Yesterday, Metro dropped a couple of very substantive posts over on the Metro Future Blog: one about post-service-change feedback from riders in West Seattle, and one regarding a proposal to tweak service on the I-90 corridor to address overcrowding; there will be a separate post on the latter. You should read the post, and the PDF report, and the ridership table in their entirety; there’s lots of great information in there. Here are my initial takeaways:
- We’re going to get printed RapidRide schedules in February. Thank heavens.
- RapidRide C & D are victims of their own success — and inadequacies. Mostly, people are complaining about crowding and unreliability, which (I think) are consequences of inadequate frequencies, inadequate or incomplete capital improvements, and pent-up demand (particularly in urban villages), for anything remotely resembling high-quality transit. Imagine how many more riders we’d have if downtown had ORCA readers.

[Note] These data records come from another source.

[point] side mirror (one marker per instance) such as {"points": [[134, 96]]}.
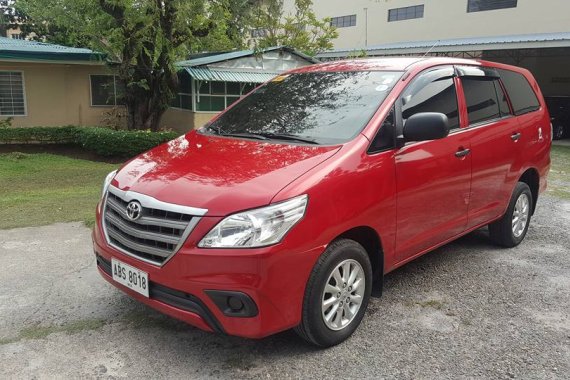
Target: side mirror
{"points": [[426, 126]]}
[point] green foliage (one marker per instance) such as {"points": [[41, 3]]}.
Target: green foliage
{"points": [[102, 141], [6, 122], [144, 38], [301, 30], [110, 143], [45, 135], [41, 189]]}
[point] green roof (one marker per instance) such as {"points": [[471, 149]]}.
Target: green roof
{"points": [[228, 56], [13, 49], [205, 73]]}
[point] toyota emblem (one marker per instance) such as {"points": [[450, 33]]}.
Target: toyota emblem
{"points": [[134, 210]]}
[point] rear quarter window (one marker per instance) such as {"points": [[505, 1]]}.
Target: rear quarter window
{"points": [[520, 92]]}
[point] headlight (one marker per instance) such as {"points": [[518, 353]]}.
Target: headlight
{"points": [[107, 182], [256, 228]]}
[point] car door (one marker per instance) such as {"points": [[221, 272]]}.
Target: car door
{"points": [[433, 177], [494, 134]]}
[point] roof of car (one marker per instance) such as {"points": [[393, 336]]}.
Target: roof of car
{"points": [[386, 64]]}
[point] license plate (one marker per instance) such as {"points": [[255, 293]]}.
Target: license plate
{"points": [[130, 277]]}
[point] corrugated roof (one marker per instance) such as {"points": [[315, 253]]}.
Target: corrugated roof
{"points": [[205, 73], [237, 54], [33, 50], [464, 44]]}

- In all other respects, the restructure worked. In spite of the totally underwhelming delivery and reception of the C Line, ridership overall went up, and it went up the most in areas where most rationalization was done — particularly the California/Fauntleroy corridor, where an indecipherable tangle of routes (54, 54X, 22, 116) have now become C and the 116.
- Bellyaching… Public reaction, in this survey and in online forums, has been almost uniformly negative; and online (away from this blog), often included thundering denunciations which asserted gross incompetence or malfeasance on the part of Metro, accompanied by cast-iron predictions that ridership had cratered. Turns out, these people didn’t know what they were talking about, and judging by the comments on the Metro Future Blog, they still don’t… but they won’t let that stop them from sounding off!
- …and the tyranny of the status quo. Sadly, these people get to vote, and to deluge their Council Members with complaints; and this is why we’re not going to get any changes whatsoever with the introduction of RapidRide E, and why virtually no changes were made in Magnolia or Queen Anne, even though there’s no good reason we couldn’t achieve similarly higher ridership and improved mobility in those neighborhoods.
- Please no more half-baked RapidRide launches. Don’t launch the E Line ’til it’s good and ready.
Thanks to Metro for collecting and publishing all this information in such an accessible and readable form.